Eli watches her across the table and realizes he doesn’t know how to look at her anymore.
Not like before, when every glance was a confession.
Not like strangers, because strangers don’t know how she takes her coffee or what her crying face looks like at 3 a.m.
He doesn’t know what they are.
Halfway through the meal she excuses herself to the bathroom.
Maya kicks him under the table.
Go.
He waits thirty seconds, then follows.
He finds her in the hallway by the bathrooms, leaning against the wall, eyes closed, breathing like she’s been underwater.
“Lena.”
She opens her eyes.
They’re red-rimmed.
“I can’t do this,” she whispers.
“Do what?”
“Sit across from you and pretend I’m okay. Pretend I don’t want to crawl over the table and beg you to forgive me.”
He steps closer.
The hallway is narrow.
They’re almost touching.
“You don’t have to pretend,” he says quietly. “But you don’t get to beg either. Not anymore.”
Her face crumples.
“I was wrong,” she says. “I thought space would fix me. I thought if I stayed away long enough I’d stop needing you. But I just learned how to miss you in higher definition.”
Eli’s chest aches like an old wound reopening.
“I learned things too,” he says. “Like how to fall asleep without waiting for a text that never comes. Like how to make coffee for one. Like how to look at Maya without feeling guilty for existing.”
Lena flinches at Maya’s name.
“I know about her,” she says. “I know she loves you. I know I pushed you right into her arms.”
“You didn’t push me anywhere,” he says. “You just finally let me stand on my own.”
She starts crying silently, tears sliding down her cheeks.
“I miss you so much I don’t know how to be a person anymore,” she whispers.
He reaches out, brushes a tear away with his thumb.
The touch burns them both.
“I miss you too,” he says. “But missing you isn’t enough anymore.”
She nods like she was expecting that answer and it still kills her.
“I just wanted to say I’m sorry,” she says. “In person. Not over text. Not at 2 a.m. when I’m falling apart.
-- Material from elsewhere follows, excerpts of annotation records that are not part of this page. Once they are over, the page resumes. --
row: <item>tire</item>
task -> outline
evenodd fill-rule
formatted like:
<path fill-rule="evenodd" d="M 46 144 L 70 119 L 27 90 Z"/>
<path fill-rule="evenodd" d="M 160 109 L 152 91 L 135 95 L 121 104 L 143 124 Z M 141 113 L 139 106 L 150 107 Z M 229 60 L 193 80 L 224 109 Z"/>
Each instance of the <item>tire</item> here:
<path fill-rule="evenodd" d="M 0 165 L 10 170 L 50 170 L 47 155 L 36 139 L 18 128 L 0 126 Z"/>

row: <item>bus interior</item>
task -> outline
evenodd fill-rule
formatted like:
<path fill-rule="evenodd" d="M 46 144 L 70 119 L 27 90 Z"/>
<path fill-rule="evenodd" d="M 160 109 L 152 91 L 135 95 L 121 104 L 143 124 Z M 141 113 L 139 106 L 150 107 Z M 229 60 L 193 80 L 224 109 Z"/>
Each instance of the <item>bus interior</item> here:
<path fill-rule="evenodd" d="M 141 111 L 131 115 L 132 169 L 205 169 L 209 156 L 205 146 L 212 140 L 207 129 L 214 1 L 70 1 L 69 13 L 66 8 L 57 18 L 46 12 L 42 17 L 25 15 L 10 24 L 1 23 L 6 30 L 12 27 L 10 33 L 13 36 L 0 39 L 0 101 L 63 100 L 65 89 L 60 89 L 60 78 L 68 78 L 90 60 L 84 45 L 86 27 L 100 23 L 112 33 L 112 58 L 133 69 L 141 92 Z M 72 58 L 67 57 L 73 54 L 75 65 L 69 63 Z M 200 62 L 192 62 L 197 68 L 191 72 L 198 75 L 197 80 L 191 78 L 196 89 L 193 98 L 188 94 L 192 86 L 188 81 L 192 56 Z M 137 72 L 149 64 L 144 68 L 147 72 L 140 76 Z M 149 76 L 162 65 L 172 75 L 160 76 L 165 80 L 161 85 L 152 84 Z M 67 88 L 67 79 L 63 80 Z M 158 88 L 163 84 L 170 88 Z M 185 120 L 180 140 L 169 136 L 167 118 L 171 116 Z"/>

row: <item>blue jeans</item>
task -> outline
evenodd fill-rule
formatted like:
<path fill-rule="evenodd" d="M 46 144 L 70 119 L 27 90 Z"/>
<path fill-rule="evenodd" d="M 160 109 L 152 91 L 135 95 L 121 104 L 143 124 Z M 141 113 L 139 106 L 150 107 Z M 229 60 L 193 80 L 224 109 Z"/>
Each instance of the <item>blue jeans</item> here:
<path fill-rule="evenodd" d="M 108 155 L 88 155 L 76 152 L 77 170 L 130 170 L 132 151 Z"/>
I needed you to hear it when I’m standing up straight.”
He studies her face.
Really looks.
She’s still the most beautiful thing he’s ever seen, and she’s also the reason he learned how to live without her.
“I hear you,” he says.
She smiles, small and shattered. “Thank you for coming tonight. Even though it hurts.”
“Thank you for cutting your hair,” he says, and it’s absurd and perfect and theirs.
She laughs once, wet and surprised.
They stand there for another heartbeat, two, three.
Then she steps back.
“I should go,” she says.
“Me too.”
They walk back to the table separately.
The rest of the night is careful, polite, excruciating.
When they say goodbye outside, she hugs him quickly, carefully, like he’s made of something fragile.
Maya watches from the curb, arms crossed, eyes soft.
Lena walks away first.
Eli watches her go until she disappears around the corner.
Maya comes to stand beside him.
“You okay?” she asks.
He thinks about it.
“No,” he says. “But I will be.”
Maya bumps his shoulder with hers.
“That’s enough for now.”
They walk in the opposite direction, side by side, not touching.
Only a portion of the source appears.